Sie seufzte auf. „Ok", entfuhr es ihr entmutigt. „Ich… dachte, es wäre keine schlechte Idee", sagte sie nur und erhob sich wieder. Harry schüttelte nur wieder den Kopf.
„Er wird dir dasselbe sagen, wenn du ihm diese Schnapsidee eröffnest", sagte Harry achselzuckend.
„Ich denke, er würde es machen. Für mich", erwiderte sie voller Überzeugung.
„Oh und ich nicht? Willst du mich wieder erpressen?", erkundigte er sich, langsam gereizt, und sie schüttelte den Kopf.
„Nein, es ist in Ordnung. Ich habe dich gefragt, du hast nein gesagt. Ende der Geschichte, Harry", bestätigte sie.
„Und er würde es niemals machen!", beharrte Harry auf seine Worte.
„Ok", räumte sie ein, damit er nicht noch wütend werden wurde.
„Ok", erwiderte er und sie verließen den Schlafsaal. Er öffnete die Tür und zuckte kurz zusammen, als er Ginny vor der Tür empfing, die wohl gewartet hatte.
„Darf ich jetzt?", fragte sie lächelnd, den Blick auf Hermine gerichtet. Harry nickte nur.
„Bitte, ich kann mir wirklich keine weiteren Lobeshymnen auf Draco Malfoy anhören", bemerkte Harry mit einem eindeutigen Blick auf Hermine zurück. Diese schüttelte nur den Kopf.
„Kindisch. Du bist kindisch, Harry", rief sie ihm nach. Er hob lediglich die Hand zum Gruße, ohne sich noch mal umzudrehen. Ginny schob sie zurück in den Schlafsaal und schloss die Tür wieder.
„Ich finde deine Idee großartig", sagte Ginny offen, ohne zu verheimlichen, dass sie gelauscht hatte. Hermines Augen weiteten sich perplex.
„Ginny!", sagte sie schockiert über ihre neugierige Freundin, aber Ginnys Ausdruck wurde ernster.
„Und verlass dich drauf, Harry wird schon ja sagen", versprach sie Hermine plötzlich ernster. Hermine runzelte die Stirn.
„Was? Nein, er hat klar und deutlich gesagt, was wahrscheinlich passieren wird. Es war vielleicht eine blöde Idee", sagte Hermine nur und rieb sich die Stirn. Harrys Worte ergaben natürlich Sinn. Und wenn sie auch nur ansatzweise darüber nachdachte, was Draco sagen würde – sie wollte es gar nicht zu Ende denken, denn es schrie förmlich nach Streit.
„Ich habe was gegen ihn in der Hand, Hermine", tat Ginny das Problem scheinbar gelassen ab. Hermine musterte sie ungläubig.

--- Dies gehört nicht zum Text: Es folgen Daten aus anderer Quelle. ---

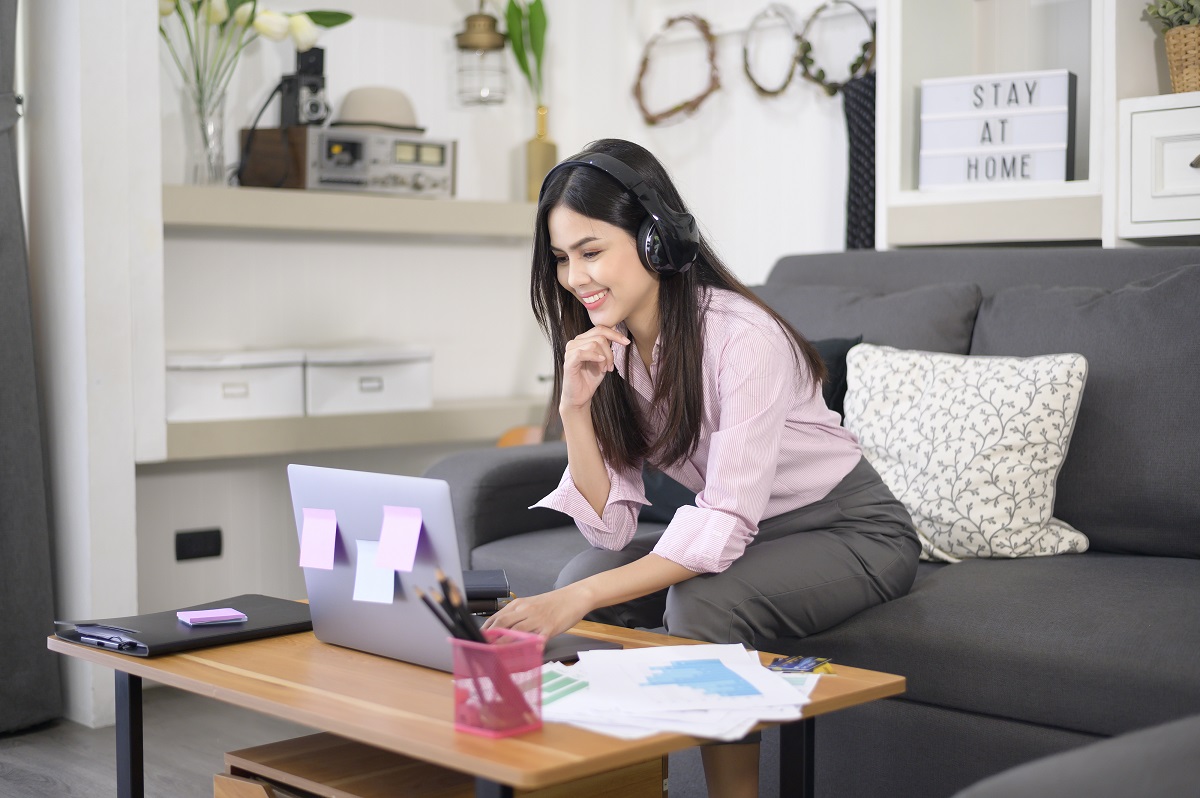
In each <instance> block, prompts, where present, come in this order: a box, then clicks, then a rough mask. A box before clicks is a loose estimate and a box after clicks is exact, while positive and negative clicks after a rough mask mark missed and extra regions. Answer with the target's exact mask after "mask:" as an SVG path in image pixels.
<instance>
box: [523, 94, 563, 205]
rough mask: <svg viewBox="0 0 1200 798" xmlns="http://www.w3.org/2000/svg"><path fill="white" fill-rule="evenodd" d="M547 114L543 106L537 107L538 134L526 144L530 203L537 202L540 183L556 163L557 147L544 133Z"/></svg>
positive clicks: (529, 198)
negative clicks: (537, 120)
mask: <svg viewBox="0 0 1200 798" xmlns="http://www.w3.org/2000/svg"><path fill="white" fill-rule="evenodd" d="M548 114H550V112H548V110H547V109H546V107H545V106H538V128H536V130H538V133H536V136H534V137H533V138H532V139H529V142H528V143H527V144H526V180H527V182H528V190H527V198H528V200H529V202H532V203H535V202H538V194H539V192H540V191H541V181H542V180H545V178H546V175H547V174H548V173H550V170H551V169H553V168H554V164H556V163H558V145H557V144H554V142H553V140H551V138H550V136H548V134H547V132H546V130H547V127H548V122H547V116H548Z"/></svg>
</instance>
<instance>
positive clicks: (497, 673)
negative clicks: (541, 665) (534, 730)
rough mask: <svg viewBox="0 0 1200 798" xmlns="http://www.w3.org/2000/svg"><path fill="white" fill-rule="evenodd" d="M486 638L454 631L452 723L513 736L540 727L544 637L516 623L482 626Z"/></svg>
mask: <svg viewBox="0 0 1200 798" xmlns="http://www.w3.org/2000/svg"><path fill="white" fill-rule="evenodd" d="M484 635H485V636H486V637H487V640H488V642H487V643H476V642H473V641H469V640H461V638H458V637H451V638H450V644H451V646H452V647H454V725H455V728H457V730H458V731H460V732H469V733H472V734H482V736H485V737H509V736H511V734H522V733H524V732H530V731H534V730H535V728H541V652H542V646H544V644H545V642H546V638H545V637H542V636H541V635H530V634H529V632H523V631H516V630H514V629H488V630H485V631H484Z"/></svg>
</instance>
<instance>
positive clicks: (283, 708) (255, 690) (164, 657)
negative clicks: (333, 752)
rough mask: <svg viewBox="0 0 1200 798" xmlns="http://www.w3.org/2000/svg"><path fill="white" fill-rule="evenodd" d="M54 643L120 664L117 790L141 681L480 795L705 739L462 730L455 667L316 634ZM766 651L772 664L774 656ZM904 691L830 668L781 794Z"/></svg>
mask: <svg viewBox="0 0 1200 798" xmlns="http://www.w3.org/2000/svg"><path fill="white" fill-rule="evenodd" d="M572 631H574V632H576V634H580V635H586V636H588V637H594V638H598V640H610V641H616V642H619V643H622V644H623V646H625V647H628V648H641V647H644V646H688V644H695V643H696V642H697V641H691V640H684V638H682V637H670V636H666V635H656V634H653V632H647V631H638V630H631V629H622V628H617V626H605V625H601V624H594V623H590V622H583V623H581V624H578V625H577V626H576V628H575V629H572ZM48 647H49V648H50V650H54V652H58V653H60V654H65V655H67V656H76V658H79V659H83V660H86V661H90V662H96V664H98V665H103V666H106V667H110V668H113V670H114V671H115V674H116V676H115V678H116V776H118V796H119V797H120V798H142V796H143V794H144V787H143V770H142V736H143V728H142V679H151V680H154V682H160V683H162V684H167V685H170V686H173V688H179V689H180V690H187V691H188V692H196V694H199V695H205V696H210V697H214V698H217V700H220V701H226V702H228V703H232V704H236V706H239V707H246V708H248V709H254V710H257V712H262V713H264V714H268V715H274V716H276V718H282V719H284V720H289V721H294V722H296V724H301V725H305V726H310V727H312V728H318V730H322V731H328V732H332V733H335V734H340V736H342V737H346V738H349V739H352V740H358V742H360V743H366V744H368V745H374V746H377V748H382V749H385V750H389V751H395V752H398V754H403V755H406V756H409V757H413V758H415V760H421V761H425V762H431V763H433V764H438V766H440V767H444V768H450V769H452V770H460V772H462V773H468V774H470V775H473V776H474V778H475V780H476V781H475V784H476V790H475V794H476V796H480V797H482V796H497V797H499V796H512V790H514V788H522V790H536V788H542V787H548V786H553V785H558V784H564V782H568V781H575V780H578V779H583V778H587V776H592V775H595V774H600V773H606V772H608V770H613V769H617V768H624V767H628V766H632V764H636V763H638V762H644V761H647V760H652V758H654V757H660V756H664V755H666V754H670V752H672V751H678V750H682V749H686V748H691V746H694V745H701V744H704V743H707V742H709V740H703V739H698V738H695V737H688V736H684V734H674V733H661V734H655V736H653V737H649V738H646V739H640V740H623V739H617V738H613V737H607V736H605V734H598V733H594V732H588V731H584V730H581V728H576V727H574V726H568V725H564V724H546V725H545V727H542V728H541V730H540V731H536V732H530V733H528V734H521V736H517V737H510V738H506V739H488V738H484V737H475V736H473V734H466V733H461V732H456V731H455V728H454V691H452V683H451V678H450V674H448V673H443V672H440V671H433V670H430V668H424V667H420V666H415V665H409V664H407V662H397V661H395V660H389V659H385V658H382V656H376V655H372V654H364V653H362V652H356V650H352V649H348V648H340V647H337V646H329V644H326V643H322V642H319V641H318V640H317V638H316V637H314V636H313V635H312V632H304V634H299V635H286V636H281V637H269V638H265V640H256V641H248V642H244V643H233V644H229V646H218V647H214V648H204V649H197V650H192V652H181V653H179V654H168V655H163V656H154V658H138V656H128V655H125V654H119V653H115V652H108V650H104V649H98V648H90V647H88V646H83V644H79V643H71V642H67V641H65V640H60V638H58V637H53V636H52V637H50V638H49V641H48ZM817 653H818V652H817ZM761 656H762V659H763V661H764V662H766V661H769V660H770V659H772V658H773V656H775V655H774V654H762V655H761ZM904 690H905V679H904V677H900V676H892V674H889V673H877V672H875V671H864V670H860V668H853V667H847V666H838V673H836V674H835V676H832V677H828V678H823V679H821V683H820V684H818V686H817V689H816V690H815V691H814V694H812V702H811V703H810V704H808V706H806V707H805V708H804V718H803V719H802V720H798V721H793V722H790V724H784V725H781V726H780V757H779V760H780V773H779V779H780V794H781V796H811V794H812V782H814V774H812V756H814V742H815V736H814V734H815V719H816V718H817V716H818V715H823V714H826V713H829V712H834V710H836V709H845V708H847V707H854V706H858V704H862V703H866V702H869V701H875V700H877V698H884V697H888V696H894V695H899V694H901V692H904ZM773 725H774V724H763V727H767V726H773Z"/></svg>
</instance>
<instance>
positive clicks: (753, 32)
mask: <svg viewBox="0 0 1200 798" xmlns="http://www.w3.org/2000/svg"><path fill="white" fill-rule="evenodd" d="M768 18H775V19H780V20H782V22H784V24H785V25H787V29H788V30H790V31H791V32H792V40H793V41H794V42H796V48H794V49H793V50H792V56H791V60H790V62H788V65H787V77H786V78H784V82H782V83H781V84H779V85H778V86H776V88H774V89H768V88H767V86H764V85H762V84H761V83H758V80H756V79H755V77H754V73H752V72H751V71H750V38H751V37H752V36H754V32H755V28H757V26H758V24H760V23H761V22H763V20H766V19H768ZM800 41H802V40H800V31H798V30H797V29H796V18H794V17H793V16H792V10H791V8H788V7H787V6H784V5H780V4H778V2H773V4H770V5H769V6H767V7H766V8H763V10H762V11H760V12H758V13H757V14H755V17H754V19H751V20H750V26H749V28H746V32H745V34H744V35H743V36H742V67H743V68H744V70H745V73H746V78H749V79H750V83H752V84H754V88H755V90H756V91H757V92H758V94H760V95H762V96H764V97H774V96H776V95H781V94H784V90H785V89H787V86H788V85H791V83H792V77H793V76H794V74H796V61H797V58H796V53H797V52H798V50H799V48H800Z"/></svg>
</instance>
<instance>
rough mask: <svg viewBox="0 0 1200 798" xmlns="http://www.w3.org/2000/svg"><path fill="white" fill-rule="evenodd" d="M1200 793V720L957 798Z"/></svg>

„Ginny, so was geht nicht einfach so. Das ist tatsächlich eine wichtige Entscheidung", fuhr Hermine fort.
„Ich weiß", bestätigte Ginny. „Aber wie ich schon sagte, es wird funktionieren. Die beiden werden sich schon nicht anstellen", schloss sie achselzuckend. Langsam musterte Hermine ihre beste Freundin. Ginny war sich nie so sicher, wenn sie nicht tatsächlich glaubte, dass etwas Aussicht auf Erfolg hatte. Ginny war eher der zurückhaltende Typ. Nicht der Typ, der alles durchsetzte, worauf sie gerade Lust hatte.
„Wieso glaubst du das?", fragte Hermine nun ernster, denn tatsächlich fand sie es bemerkenswert, mit welcher Überzeugung Ginny sie ansah.
„Weil ich schwanger bin", sagte Ginny, ohne mit der Wimper zu zucken.